The biggest enhancements to search this year, from a PR perspective, was the ability to view a reporter’s body of work via Google byline search and the addition of Twitter status coupled with the planned addition of Facebook status updates to search results. As PRNewser reported in June, “Byline history was available on Google News all along, though not hyper-linked, and not available in search window functionality. The former allows you to track a journalist even if they change jobs.”


In regards to the addition of Twitter and Facebook updates to Google Search, Google VP of Search Products and User Experience Marissa Mayer wrote, “We believe that our search results and user experience will greatly benefit from the inclusion of this up-to-the-minute data, and we look forward to having a product that showcases how tweets can make search better in the coming months.”

Microsoft’s Bing was the first search engine to strike deals with both Twitter and Facebook.

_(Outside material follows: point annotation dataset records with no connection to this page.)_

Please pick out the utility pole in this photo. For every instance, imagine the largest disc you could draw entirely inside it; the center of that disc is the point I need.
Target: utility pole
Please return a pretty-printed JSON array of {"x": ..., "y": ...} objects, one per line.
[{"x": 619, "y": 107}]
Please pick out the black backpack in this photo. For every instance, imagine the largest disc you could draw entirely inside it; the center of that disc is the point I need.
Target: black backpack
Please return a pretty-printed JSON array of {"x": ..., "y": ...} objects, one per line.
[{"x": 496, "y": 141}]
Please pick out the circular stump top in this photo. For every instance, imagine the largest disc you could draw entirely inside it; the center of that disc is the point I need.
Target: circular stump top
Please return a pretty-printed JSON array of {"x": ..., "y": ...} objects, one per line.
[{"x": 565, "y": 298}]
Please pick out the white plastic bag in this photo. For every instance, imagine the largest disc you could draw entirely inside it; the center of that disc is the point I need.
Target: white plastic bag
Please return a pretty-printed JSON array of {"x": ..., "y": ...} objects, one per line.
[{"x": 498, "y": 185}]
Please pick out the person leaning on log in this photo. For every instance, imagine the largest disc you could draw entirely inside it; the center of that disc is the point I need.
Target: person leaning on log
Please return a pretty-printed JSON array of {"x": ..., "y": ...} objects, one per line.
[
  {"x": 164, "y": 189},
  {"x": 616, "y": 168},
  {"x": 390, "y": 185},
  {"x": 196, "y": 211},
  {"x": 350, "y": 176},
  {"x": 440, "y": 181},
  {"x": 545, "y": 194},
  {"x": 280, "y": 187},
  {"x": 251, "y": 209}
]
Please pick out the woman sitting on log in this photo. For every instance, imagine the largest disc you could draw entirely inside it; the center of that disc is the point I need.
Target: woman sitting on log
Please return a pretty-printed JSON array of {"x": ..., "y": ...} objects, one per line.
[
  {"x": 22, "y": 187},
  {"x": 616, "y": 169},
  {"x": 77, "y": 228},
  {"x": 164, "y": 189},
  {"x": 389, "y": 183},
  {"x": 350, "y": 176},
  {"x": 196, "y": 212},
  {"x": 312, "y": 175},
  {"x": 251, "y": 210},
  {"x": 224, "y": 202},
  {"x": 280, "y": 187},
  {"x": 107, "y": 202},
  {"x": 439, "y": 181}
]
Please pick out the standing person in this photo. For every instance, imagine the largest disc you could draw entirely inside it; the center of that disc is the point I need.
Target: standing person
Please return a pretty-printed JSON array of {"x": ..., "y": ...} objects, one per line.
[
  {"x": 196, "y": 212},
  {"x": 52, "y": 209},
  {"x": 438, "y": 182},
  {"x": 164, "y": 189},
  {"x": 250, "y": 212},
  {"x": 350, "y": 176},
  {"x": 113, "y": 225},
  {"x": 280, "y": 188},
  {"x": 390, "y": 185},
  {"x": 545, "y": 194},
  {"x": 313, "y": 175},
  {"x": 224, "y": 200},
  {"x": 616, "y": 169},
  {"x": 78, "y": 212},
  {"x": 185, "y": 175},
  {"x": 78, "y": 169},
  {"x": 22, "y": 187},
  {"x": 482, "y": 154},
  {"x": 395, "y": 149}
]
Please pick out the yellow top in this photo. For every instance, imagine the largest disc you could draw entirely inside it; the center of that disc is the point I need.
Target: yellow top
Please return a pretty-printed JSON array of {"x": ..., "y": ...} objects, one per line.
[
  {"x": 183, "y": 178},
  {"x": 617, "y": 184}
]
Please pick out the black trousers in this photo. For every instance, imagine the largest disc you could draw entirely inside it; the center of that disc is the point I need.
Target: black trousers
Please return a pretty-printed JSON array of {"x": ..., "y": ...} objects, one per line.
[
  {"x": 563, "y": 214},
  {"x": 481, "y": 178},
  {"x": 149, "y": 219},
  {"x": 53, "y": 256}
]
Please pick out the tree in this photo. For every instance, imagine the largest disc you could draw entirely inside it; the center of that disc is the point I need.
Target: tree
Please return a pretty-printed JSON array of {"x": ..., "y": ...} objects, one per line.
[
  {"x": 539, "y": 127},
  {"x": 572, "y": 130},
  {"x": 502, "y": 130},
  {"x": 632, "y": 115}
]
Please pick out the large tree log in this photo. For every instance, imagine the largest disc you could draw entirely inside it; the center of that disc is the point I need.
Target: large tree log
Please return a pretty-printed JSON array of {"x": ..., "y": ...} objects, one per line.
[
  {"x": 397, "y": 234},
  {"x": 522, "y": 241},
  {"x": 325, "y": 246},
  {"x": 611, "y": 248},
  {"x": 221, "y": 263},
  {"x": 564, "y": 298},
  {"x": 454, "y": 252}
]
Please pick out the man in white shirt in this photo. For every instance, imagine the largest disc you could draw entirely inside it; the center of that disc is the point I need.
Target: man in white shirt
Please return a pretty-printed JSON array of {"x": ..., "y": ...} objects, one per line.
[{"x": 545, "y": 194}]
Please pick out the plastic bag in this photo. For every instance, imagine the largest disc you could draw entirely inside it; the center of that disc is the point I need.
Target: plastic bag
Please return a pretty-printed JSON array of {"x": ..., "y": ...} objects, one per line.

5) The Death of the Ad-Equivalency Report

This last one perhaps falls under the category of “anti-innovation,” but 2009 may be the year the ad-equivalency report finally dies. The Institute for Public Relations’ Measurement Commission voted in October to ‘reject AVEs (ad value equivalency), the concept and the practice.'”

“…with the rise of social media, AVEs have little meaning when the value of the most traditional media is dropping daily, and the power of individual blogs, many of which don’t accept advertising, is growing exponentially,” wrote measurement guru Katie Paine in a op-ed at the time.